Why ‘The Goldbergs’ Is the Worst Thing To Happen to Television
I might be the worst possible audience for “The Goldbergs.” It’s not that I grew up in the ’90s, and the show — an ABC sitcom that just finished its first season — is all about the ’80s.
And it’s not that, having grown up without a TV, many of the show’s references would be lost on me regardless. It’s that I can’t stand the kind of nostalgia the show demands, whether I’m the target audience or not.

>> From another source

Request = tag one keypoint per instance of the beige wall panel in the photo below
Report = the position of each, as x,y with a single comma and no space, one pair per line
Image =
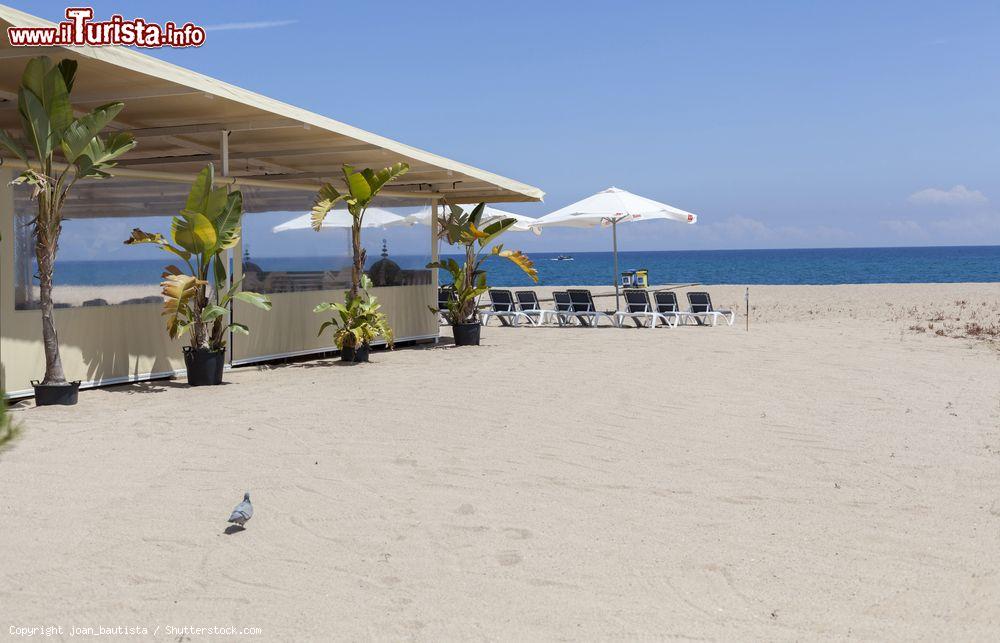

“The Goldbergs” is the creation of producer and writer Adam F. Goldberg, and it’s presented as a quasi-autobiographical reflection of his own family and childhood. The main character is 11-year-old Adam Goldberg (Sean Giambrone), an aspiring Spielberg who enjoys videotaping his family’s most embarrassing moments. The show also stars Wendi McLendon Covey (of “Reno 911!”) as Adam’s mother, Beverly; Jeff Garlin as his father, Murray; Troy Gentile as older brother Barry, and Hayley Orrantia as older sister Erica. Then there’s George Segal as the flamboyant, womanizing grandfather Albert Solomon, otherwise known as “Pops.”
Unfortunately, the cast’s talent is wasted on the worst tendencies of a network show. The plots are “family issue” day-olds, the characters are cardboard — Murray especially, with his loud-but-loving ways, is little more than a live-action Homer Simpson — and the jokes are hardly jokes at all. (The best one might be that Murray’s furniture store is called Ottoman Empire.) Despite Goldberg’s attempt to present the Goldbergs as a weird but lovable clan, they are entirely white-bread.
Bad as the show is, however, judging “The Goldbergs” by ordinary criteria misses the point. As a family sitcom about the ’80s, “The Goldbergs” recalls family sitcoms from the ’80s, like “Married With Children” or “The Cosby Show.” But “The Goldbergs” is not a pastiche of ’80s television, nor is it like “That ’70s Show” (or “That ‘80s Show”), whose teenage audience never experienced the decade in question.
Instead, “The Goldbergs” is for people who remember the ’80s, but who now expect something more sophisticated from a sitcom. Thus, with an “Arrested Development”-like narrator (Patton Oswalt, as the grown-up Adam Goldberg), a single-camera set-up, and the absence of a laugh track, “The Goldbergs” isn’t a look at the sitcom through the lens of the 1980s, but a look at the ’80s through the lens of a 2013 sitcom. In this case, unfortunately, that means a heap of phony nostalgia.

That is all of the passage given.